The ballpoint pen was born from impatience. Fountain pens were elegant, yes, but also moody: they leaked in pockets, blotted on paper, scratched when they were dry and smudged when they weren’t. No wonder frustrated inventors kept searching for something better.
Bíró’s breakthrough was to pair quick-drying ink with a tiny rotating ball, a design he patented with his brother György, a chemist. The two emigrated to Argentina to escape the war, and there began mass-producing what quickly became known simply as the “Biro”. From there, the ballpoint pen spread fast, refined by brands like Parker and Bic, until it became so common it vanished into the background.
But hidden in every “ordinary” ballpoint pen is something extraordinary: the tip itself. A tungsten carbide ball, often less than a millimetre wide, spins in a cradle engineered to microscopic tolerances. Too much ink and it smears, too little and it scratches. Get it right, and the line glides across the page without a second thought. A tiny mechanism that must run as smoothly as a Swiss watch, except it writes essays instead of telling the time.

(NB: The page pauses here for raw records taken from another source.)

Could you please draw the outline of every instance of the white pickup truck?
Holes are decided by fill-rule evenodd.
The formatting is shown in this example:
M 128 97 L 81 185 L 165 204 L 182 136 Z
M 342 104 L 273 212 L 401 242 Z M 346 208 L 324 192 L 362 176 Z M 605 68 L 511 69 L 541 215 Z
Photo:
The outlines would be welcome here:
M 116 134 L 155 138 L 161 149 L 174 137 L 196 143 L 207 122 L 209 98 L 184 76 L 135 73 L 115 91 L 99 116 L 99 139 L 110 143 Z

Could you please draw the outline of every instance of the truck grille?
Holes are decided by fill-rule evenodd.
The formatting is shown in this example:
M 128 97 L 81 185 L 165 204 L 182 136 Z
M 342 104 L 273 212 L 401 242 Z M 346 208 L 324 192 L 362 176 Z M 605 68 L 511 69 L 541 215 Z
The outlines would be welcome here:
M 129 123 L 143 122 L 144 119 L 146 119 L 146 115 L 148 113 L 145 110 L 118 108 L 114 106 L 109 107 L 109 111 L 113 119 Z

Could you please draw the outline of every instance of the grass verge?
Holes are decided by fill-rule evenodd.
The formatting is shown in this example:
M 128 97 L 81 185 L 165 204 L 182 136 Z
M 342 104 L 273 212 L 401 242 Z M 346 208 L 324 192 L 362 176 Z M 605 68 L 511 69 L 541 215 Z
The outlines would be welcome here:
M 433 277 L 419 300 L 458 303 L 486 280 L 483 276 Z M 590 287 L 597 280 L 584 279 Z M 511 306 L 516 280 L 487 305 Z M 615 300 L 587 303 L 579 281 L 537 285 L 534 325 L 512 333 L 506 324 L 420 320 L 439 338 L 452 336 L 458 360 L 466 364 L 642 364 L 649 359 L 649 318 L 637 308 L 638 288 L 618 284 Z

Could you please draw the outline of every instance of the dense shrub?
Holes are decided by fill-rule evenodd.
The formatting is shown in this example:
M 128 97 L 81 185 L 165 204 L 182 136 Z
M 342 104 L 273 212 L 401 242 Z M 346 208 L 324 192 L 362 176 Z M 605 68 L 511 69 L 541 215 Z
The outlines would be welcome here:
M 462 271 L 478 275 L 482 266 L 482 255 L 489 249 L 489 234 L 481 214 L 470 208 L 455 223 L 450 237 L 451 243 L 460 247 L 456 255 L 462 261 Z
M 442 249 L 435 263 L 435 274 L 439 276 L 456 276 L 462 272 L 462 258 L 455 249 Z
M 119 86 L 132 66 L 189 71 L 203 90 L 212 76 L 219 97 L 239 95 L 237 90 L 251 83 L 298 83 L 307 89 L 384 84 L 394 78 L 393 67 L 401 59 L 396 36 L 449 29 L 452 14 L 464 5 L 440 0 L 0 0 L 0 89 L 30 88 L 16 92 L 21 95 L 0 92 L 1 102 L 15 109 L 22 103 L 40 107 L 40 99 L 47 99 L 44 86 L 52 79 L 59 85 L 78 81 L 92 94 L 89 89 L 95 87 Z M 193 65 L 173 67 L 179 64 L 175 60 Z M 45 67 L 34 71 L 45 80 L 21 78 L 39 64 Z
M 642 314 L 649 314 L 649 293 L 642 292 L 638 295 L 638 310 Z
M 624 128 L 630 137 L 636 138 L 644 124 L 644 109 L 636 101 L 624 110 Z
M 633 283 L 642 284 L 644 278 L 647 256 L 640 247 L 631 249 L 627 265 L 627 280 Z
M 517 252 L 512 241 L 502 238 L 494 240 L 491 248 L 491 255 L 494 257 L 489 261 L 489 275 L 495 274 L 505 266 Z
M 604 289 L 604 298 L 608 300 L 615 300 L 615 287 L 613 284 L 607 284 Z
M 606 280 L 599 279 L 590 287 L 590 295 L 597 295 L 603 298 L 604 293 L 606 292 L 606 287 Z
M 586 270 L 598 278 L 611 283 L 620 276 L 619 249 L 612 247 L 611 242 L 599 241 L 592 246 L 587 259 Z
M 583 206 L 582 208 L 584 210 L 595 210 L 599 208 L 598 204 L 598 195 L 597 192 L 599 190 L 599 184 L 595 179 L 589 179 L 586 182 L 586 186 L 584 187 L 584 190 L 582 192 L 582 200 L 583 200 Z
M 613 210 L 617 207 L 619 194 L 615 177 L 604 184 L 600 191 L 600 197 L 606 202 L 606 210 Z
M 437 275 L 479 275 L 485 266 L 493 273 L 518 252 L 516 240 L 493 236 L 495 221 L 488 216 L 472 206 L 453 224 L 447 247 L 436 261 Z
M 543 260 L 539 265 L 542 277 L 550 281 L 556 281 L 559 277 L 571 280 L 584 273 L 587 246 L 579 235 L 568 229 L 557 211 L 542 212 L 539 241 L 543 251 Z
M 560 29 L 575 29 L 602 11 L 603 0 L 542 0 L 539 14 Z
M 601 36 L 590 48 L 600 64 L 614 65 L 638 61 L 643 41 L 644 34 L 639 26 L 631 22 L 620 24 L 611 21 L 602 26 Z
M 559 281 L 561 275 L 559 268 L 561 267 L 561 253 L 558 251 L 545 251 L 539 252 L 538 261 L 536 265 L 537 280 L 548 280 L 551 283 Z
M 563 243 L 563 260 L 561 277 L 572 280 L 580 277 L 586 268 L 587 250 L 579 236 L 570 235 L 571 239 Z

Switzerland has become one of the quiet capitals of this invisible craft. Since the 1960s, billions of ballpoint pen tips have rolled out of Cadempino and into writing systems around the world – from the branded pen you casually borrow at a reception desk, to the one you quietly steal from a colleague’s desk, to the one you receive at the flashy new launch party. Much of that precision comes from Premec, part of the same Pagani Pens family as Prodir, whose tips and refills quietly power writing for countless pens worldwide.

The demands are higher than you’d think: lead-free inks that won’t fade, pen refills that can be replaced instead of thrown away, and a writing experience that starts instantly and stays consistent to the very last word.
That’s where Prodir comes in. We were the first in the promotional market to make every model a refillable pen, because if the tip and refill are this good, your pen deserves another life. Our Floating Ball® Lead free refills are designed for that balance: smooth, indelible, never scratchy or blotty. The result? A writing system you barely notice – which is exactly the point.
So next time you sign your name or scribble a reminder, pause for a second. That smooth line exists because of a ball smaller than a poppy seed, turning freely in its tiny cradle. The most ordinary thing in the world – and one of the most extraordinary.